W wieku 81 lat zmarła dziś w nocy w Kalkucie s. Nirmala Joshi, pierwsza następczyni bł. Matki Teresy na funkcji przełożonej generalnej Zgromadzenia Sióstr Misjonarek Miłości. Jej pogrzeb odbędzie się jutro.
Premier Indii Narendra Modi złożył kondolencje „rodzinie Misjonarek Miłości”, podkreślając, że „życie s. Nirmali było służbą ubogim i upośledzonym”.
Siostra Nirmala urodziła się 23 lipca 1934 r. w Rańći, obecnej stolicy stanu Jharkhand, jako drugie z jedenaściorga dzieci hinduskiej rodziny z kasty braminów, pochodzącej z Nepalu.
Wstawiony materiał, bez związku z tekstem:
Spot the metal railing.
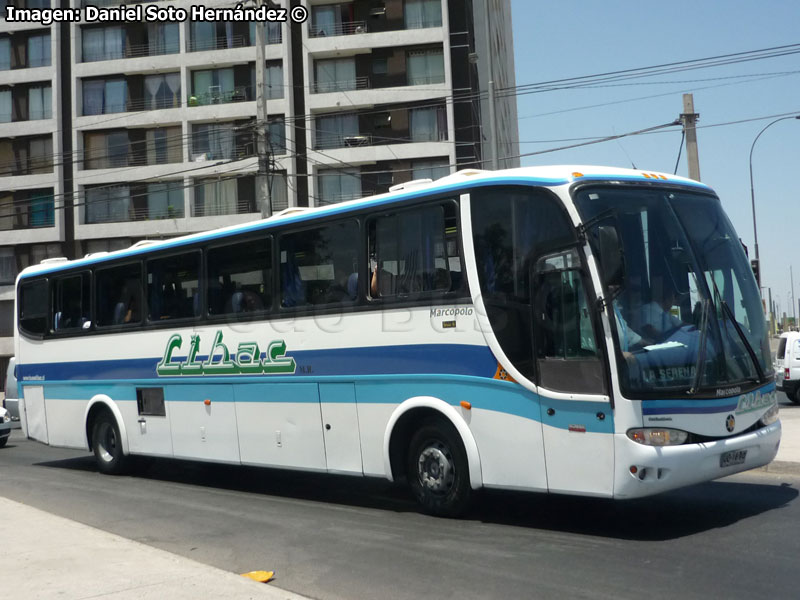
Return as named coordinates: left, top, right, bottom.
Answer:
left=188, top=85, right=248, bottom=106
left=308, top=21, right=367, bottom=37
left=189, top=35, right=248, bottom=52
left=314, top=76, right=369, bottom=94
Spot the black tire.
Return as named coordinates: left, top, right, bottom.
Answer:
left=786, top=385, right=800, bottom=404
left=406, top=419, right=472, bottom=517
left=92, top=412, right=128, bottom=475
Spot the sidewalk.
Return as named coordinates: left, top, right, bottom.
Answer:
left=0, top=497, right=304, bottom=600
left=0, top=404, right=800, bottom=600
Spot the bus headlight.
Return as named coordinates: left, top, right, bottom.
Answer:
left=761, top=403, right=778, bottom=427
left=628, top=427, right=689, bottom=446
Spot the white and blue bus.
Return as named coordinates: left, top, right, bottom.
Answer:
left=15, top=167, right=781, bottom=515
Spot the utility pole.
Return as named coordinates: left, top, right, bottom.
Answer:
left=483, top=0, right=500, bottom=171
left=255, top=0, right=272, bottom=219
left=789, top=265, right=797, bottom=327
left=681, top=94, right=700, bottom=181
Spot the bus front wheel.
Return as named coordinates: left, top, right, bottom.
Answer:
left=92, top=412, right=126, bottom=475
left=407, top=419, right=471, bottom=517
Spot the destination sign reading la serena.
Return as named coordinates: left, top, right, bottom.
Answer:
left=156, top=331, right=297, bottom=377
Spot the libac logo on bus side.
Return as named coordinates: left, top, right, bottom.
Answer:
left=156, top=331, right=297, bottom=377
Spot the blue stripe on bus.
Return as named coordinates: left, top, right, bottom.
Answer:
left=23, top=374, right=614, bottom=433
left=642, top=382, right=776, bottom=416
left=17, top=344, right=497, bottom=385
left=15, top=174, right=711, bottom=280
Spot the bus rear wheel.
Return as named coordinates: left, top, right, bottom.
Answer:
left=407, top=419, right=471, bottom=517
left=92, top=412, right=127, bottom=475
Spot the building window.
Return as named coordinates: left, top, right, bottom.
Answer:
left=28, top=33, right=50, bottom=67
left=190, top=67, right=238, bottom=106
left=0, top=135, right=53, bottom=176
left=0, top=37, right=11, bottom=71
left=147, top=181, right=183, bottom=219
left=145, top=127, right=183, bottom=165
left=409, top=106, right=447, bottom=142
left=411, top=158, right=450, bottom=181
left=317, top=169, right=361, bottom=205
left=0, top=90, right=9, bottom=123
left=28, top=85, right=53, bottom=121
left=405, top=0, right=442, bottom=29
left=0, top=248, right=17, bottom=285
left=144, top=73, right=181, bottom=110
left=83, top=78, right=128, bottom=116
left=83, top=129, right=130, bottom=169
left=82, top=27, right=125, bottom=62
left=192, top=123, right=236, bottom=160
left=406, top=48, right=444, bottom=85
left=316, top=113, right=358, bottom=150
left=193, top=176, right=256, bottom=217
left=147, top=23, right=180, bottom=56
left=189, top=21, right=252, bottom=52
left=84, top=185, right=131, bottom=223
left=314, top=58, right=358, bottom=93
left=264, top=61, right=283, bottom=100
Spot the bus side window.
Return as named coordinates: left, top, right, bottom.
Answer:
left=147, top=250, right=200, bottom=322
left=368, top=205, right=450, bottom=298
left=52, top=273, right=91, bottom=333
left=206, top=237, right=272, bottom=316
left=18, top=279, right=49, bottom=336
left=532, top=248, right=605, bottom=394
left=279, top=220, right=360, bottom=308
left=95, top=262, right=142, bottom=327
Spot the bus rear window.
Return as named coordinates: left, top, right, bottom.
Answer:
left=53, top=273, right=92, bottom=332
left=19, top=279, right=50, bottom=335
left=778, top=338, right=786, bottom=358
left=95, top=263, right=142, bottom=326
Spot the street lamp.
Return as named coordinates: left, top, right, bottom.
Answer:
left=750, top=115, right=800, bottom=294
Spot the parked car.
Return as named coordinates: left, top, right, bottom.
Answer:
left=775, top=331, right=800, bottom=404
left=3, top=356, right=20, bottom=428
left=0, top=407, right=11, bottom=448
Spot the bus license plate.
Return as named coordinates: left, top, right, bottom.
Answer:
left=719, top=450, right=747, bottom=469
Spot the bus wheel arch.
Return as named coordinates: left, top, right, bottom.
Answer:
left=384, top=396, right=483, bottom=489
left=84, top=394, right=129, bottom=464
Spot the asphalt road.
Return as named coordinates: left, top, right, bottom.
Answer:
left=0, top=431, right=800, bottom=600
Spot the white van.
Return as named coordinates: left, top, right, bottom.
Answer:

Jej ojciec był oficerem w armii indyjskiej. Choć jej rodzice wyznawali hinduizm, posłali córkę do Patna Women’s College – szkoły prowadzonej przez katolickie misjonarki z Karmelu Apostolskiego w Patnie, stolicy stanu Bihar. W wieku 24 lat zdobyła magisterium z nauk politycznych, studiowała także prawo i odbyła praktykę adwokacką.
W tym czasie poznała działalność Matki Teresy i zapragnęła się w nią włączyć. Nawróciła się na katolicyzm i w 1958 r. przyjęła chrzest. Do Zgromadzenia Sióstr Misjonarek Miłości wstąpiła jeszcze w latach 50., gdy było ono mało znane. Była pierwszą siostrą, której powierzono misję zagraniczną – została wysłana do Panamy.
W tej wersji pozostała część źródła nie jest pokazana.